- Developer: Radical Forge
- Publisher: Team17
- Engine: Unity
- Platforms: Nintendo Switch 2; PlayStation 5; Windows; Xbox Series X/S;
- Release: WW: Q3/Q4 2026;
- Genres: Casual, golf video game
- Modes: Single-player, multiplayer

= Golf With Your Friends 2 =

Upcoming casual golf video game

Golf With Your Friends 2 is an upcoming casual golf video game developed by Radical Forge and published by Team17. It is a sequel to Golf With Your Friends, and is set to be released on Windows, Nintendo Switch 2, PlayStation 5, and Xbox Series X/S in fall 2026.

==Gameplay==
Golf With Your Friends 2 will feature cross-platform play.

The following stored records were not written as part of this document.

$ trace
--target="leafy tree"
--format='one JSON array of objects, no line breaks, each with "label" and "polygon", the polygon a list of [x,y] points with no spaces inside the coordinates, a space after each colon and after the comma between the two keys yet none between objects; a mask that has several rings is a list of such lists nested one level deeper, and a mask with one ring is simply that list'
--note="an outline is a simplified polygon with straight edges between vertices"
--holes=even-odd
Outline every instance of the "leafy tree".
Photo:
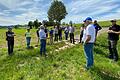
[{"label": "leafy tree", "polygon": [[33,27],[33,22],[32,22],[32,21],[29,21],[29,22],[28,22],[28,26],[30,27],[30,29],[32,29],[32,27]]},{"label": "leafy tree", "polygon": [[54,0],[48,10],[48,19],[55,21],[57,24],[61,23],[61,20],[67,15],[66,7],[64,3],[58,0]]}]

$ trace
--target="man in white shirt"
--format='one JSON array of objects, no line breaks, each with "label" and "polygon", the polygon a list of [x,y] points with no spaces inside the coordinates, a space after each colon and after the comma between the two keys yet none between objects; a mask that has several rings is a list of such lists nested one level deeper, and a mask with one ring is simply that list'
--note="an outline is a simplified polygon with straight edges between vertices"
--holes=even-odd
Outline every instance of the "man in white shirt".
[{"label": "man in white shirt", "polygon": [[44,31],[44,26],[40,26],[40,31],[39,31],[39,36],[40,36],[40,55],[42,56],[42,53],[46,55],[46,33]]},{"label": "man in white shirt", "polygon": [[87,17],[85,20],[85,25],[87,26],[83,33],[83,42],[84,42],[84,52],[86,56],[86,69],[89,69],[93,66],[94,59],[93,59],[93,46],[95,42],[95,28],[92,24],[92,19]]}]

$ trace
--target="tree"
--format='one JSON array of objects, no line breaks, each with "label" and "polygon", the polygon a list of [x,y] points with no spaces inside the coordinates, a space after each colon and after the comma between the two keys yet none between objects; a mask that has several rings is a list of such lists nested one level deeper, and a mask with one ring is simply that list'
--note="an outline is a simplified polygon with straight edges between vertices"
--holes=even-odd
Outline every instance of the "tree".
[{"label": "tree", "polygon": [[40,23],[38,22],[37,19],[34,21],[34,26],[35,26],[35,29],[37,29],[40,26]]},{"label": "tree", "polygon": [[67,15],[65,5],[58,0],[54,0],[48,10],[48,19],[55,21],[57,24],[61,23],[61,20]]},{"label": "tree", "polygon": [[28,22],[28,26],[30,27],[30,29],[32,29],[32,27],[33,27],[33,22],[32,22],[32,21],[29,21],[29,22]]}]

== Development and release ==
Golf With Your Friends 2 was announced in December 2024. The UK-based video game developer Radical Forge replaced Australian studio Blacklight Interactive, the developer of Golf With Your Friends, as the new developer, with Team17 returning to publish the game. The game was scheduled to be released via early access in 2025 for Windows. However, it was announced in July 2025 that the game would skip early access and fully release in 2026 on Windows and consoles. The game is due to be launched on Nintendo Switch 2, PlayStation 5, Windows and Xbox Series X/S in fall 2026.